The lesson continued, but I am afraid that it did not penetrate
to any great extent. I was too busy with my own thoughts.
They
were explaining their marriage concepts and personal
relationships, based on the separation of sex and propagation,
but my mind was filled with questions and doubts. All this was
very interesting, but what had it to do with me?
It was dear
that they had a better life than we have, but, then, they were
not human, they did not live in our world, and if they did, they
would surely be the same as we are. If, but, why, how; my mind
was running around in circles.
At the moment that they tried to
make clear to me that sexual freedom was not permitted to the
Earth because we failed in love, I gave up.
"What is the point of this confrontation with your way of life?

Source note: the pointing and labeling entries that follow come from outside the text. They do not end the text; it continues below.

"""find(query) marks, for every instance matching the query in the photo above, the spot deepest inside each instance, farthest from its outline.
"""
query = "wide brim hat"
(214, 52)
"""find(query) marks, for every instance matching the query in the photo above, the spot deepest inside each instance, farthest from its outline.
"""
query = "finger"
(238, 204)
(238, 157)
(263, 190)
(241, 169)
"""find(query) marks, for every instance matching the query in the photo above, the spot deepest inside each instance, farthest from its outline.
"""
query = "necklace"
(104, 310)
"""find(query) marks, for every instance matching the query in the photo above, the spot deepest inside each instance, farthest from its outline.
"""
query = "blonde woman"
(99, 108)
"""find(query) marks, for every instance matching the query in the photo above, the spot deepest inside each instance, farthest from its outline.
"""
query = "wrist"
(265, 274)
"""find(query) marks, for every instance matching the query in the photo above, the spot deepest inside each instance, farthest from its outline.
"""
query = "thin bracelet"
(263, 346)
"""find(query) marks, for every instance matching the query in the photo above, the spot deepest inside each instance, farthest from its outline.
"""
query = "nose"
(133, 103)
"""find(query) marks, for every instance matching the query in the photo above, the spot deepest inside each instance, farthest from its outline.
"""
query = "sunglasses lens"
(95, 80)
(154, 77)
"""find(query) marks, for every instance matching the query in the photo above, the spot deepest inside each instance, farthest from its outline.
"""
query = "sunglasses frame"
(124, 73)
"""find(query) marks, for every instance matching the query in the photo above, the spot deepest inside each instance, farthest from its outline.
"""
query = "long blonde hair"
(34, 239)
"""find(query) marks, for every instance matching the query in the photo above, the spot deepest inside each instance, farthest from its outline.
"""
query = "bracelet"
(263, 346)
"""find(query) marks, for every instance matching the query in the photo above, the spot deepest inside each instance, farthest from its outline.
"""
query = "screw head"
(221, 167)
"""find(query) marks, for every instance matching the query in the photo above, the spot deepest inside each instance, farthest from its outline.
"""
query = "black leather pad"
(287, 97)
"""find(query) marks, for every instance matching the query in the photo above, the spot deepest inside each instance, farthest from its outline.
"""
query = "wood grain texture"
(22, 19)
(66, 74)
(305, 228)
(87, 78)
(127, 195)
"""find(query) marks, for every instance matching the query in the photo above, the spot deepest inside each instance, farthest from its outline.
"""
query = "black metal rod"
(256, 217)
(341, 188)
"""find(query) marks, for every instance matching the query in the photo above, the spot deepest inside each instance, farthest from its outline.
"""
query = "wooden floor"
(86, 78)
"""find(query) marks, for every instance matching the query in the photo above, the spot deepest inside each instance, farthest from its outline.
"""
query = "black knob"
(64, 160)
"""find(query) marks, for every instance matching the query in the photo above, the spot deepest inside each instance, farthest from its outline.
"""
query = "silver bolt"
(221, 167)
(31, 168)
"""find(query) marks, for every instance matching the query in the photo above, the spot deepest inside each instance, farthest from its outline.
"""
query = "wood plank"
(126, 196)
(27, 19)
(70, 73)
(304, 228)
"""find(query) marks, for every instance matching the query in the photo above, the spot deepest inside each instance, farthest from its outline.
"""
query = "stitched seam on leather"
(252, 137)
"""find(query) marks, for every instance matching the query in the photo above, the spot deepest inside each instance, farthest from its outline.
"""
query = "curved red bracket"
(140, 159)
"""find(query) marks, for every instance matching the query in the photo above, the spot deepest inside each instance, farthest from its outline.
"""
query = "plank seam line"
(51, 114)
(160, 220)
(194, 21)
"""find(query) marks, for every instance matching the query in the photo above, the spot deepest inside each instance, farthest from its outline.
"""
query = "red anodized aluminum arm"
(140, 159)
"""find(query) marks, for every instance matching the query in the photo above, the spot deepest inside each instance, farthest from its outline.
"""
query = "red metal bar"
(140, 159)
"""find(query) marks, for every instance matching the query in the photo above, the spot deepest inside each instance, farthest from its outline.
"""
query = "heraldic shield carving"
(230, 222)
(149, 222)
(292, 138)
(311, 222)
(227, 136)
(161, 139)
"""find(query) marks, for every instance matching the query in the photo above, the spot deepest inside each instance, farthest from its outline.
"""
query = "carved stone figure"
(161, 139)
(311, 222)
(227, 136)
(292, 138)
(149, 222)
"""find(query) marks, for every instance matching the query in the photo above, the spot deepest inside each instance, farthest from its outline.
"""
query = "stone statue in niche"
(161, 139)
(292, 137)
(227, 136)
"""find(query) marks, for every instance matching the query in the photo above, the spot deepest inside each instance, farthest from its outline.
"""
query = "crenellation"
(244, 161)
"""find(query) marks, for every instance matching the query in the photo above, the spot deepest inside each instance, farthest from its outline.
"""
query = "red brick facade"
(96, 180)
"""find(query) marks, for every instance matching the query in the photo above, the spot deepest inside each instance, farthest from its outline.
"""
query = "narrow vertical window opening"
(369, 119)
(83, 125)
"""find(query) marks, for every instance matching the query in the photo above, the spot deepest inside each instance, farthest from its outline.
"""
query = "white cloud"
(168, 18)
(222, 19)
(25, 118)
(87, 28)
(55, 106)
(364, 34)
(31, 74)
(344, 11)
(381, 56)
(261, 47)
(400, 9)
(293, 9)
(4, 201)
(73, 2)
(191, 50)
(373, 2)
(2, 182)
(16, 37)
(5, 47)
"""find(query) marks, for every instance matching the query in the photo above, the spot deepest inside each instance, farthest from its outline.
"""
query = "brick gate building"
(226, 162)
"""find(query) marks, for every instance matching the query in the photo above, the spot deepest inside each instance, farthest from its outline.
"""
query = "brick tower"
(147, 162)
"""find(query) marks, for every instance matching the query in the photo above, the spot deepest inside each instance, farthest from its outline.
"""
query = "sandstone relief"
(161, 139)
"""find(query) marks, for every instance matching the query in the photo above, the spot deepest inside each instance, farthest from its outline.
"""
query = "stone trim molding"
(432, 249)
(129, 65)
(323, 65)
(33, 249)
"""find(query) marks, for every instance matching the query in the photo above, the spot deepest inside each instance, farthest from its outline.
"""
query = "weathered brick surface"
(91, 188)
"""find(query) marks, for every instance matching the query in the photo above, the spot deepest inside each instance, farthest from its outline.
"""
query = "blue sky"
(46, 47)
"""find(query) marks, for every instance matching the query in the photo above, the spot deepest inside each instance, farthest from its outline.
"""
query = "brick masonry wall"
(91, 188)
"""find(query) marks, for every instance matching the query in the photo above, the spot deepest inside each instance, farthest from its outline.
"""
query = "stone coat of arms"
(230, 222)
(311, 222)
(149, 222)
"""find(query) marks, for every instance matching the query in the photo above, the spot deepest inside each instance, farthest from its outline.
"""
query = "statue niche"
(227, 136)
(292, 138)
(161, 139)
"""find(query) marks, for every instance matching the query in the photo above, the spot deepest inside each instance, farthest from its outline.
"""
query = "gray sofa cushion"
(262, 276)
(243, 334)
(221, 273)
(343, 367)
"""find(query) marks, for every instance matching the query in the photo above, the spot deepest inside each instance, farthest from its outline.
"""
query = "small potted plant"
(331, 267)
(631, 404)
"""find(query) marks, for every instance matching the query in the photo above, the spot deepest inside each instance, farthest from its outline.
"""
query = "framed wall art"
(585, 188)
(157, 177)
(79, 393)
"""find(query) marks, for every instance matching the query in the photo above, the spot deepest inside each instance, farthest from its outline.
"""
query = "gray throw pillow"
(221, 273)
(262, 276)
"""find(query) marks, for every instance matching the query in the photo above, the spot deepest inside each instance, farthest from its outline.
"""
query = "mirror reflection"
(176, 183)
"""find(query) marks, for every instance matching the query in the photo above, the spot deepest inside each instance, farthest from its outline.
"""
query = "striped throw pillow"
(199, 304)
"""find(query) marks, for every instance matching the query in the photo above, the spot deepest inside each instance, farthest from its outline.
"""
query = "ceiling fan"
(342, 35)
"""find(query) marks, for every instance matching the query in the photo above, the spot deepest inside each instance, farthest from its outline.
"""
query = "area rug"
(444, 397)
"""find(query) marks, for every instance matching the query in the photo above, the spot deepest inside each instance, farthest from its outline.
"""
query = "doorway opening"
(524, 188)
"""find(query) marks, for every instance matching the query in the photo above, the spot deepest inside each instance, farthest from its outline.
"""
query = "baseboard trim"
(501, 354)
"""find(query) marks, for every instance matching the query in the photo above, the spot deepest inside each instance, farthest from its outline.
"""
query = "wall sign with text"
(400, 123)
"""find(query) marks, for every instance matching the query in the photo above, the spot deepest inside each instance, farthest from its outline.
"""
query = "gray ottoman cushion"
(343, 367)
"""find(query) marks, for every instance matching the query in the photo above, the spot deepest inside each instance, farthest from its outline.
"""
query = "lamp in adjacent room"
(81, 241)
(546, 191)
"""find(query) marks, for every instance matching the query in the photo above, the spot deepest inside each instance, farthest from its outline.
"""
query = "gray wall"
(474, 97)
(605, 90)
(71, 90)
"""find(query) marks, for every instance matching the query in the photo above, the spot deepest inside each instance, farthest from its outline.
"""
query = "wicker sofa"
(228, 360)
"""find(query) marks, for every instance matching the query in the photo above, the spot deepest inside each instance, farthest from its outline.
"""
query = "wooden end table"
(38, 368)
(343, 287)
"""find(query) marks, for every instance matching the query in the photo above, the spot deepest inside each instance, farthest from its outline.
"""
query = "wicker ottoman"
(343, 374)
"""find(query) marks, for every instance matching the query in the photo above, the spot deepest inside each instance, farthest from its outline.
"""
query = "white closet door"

Your way of life is not possible for us, even if we wanted to
live as you do. The Earth can never become like Iarga. Your
society strikes me as being a curiosity that has no practical
use for us whatsoever."
"You are right. The Earth will never become like Iarga. The
Earth is, in contrast to Iarga, a thin-atmosphere planet of a
different character, and this applies also to her inhabitants.
We have a different evolution cycle than you, but the goal in
the evolution of all the intelligent races in this universe is
one and the same. The ways are different; the goal is the same.
The practical purpose of this confrontation is the planting of
insight, not insight into our technique or our social structure,
although this could be of use to you, but into our mentality."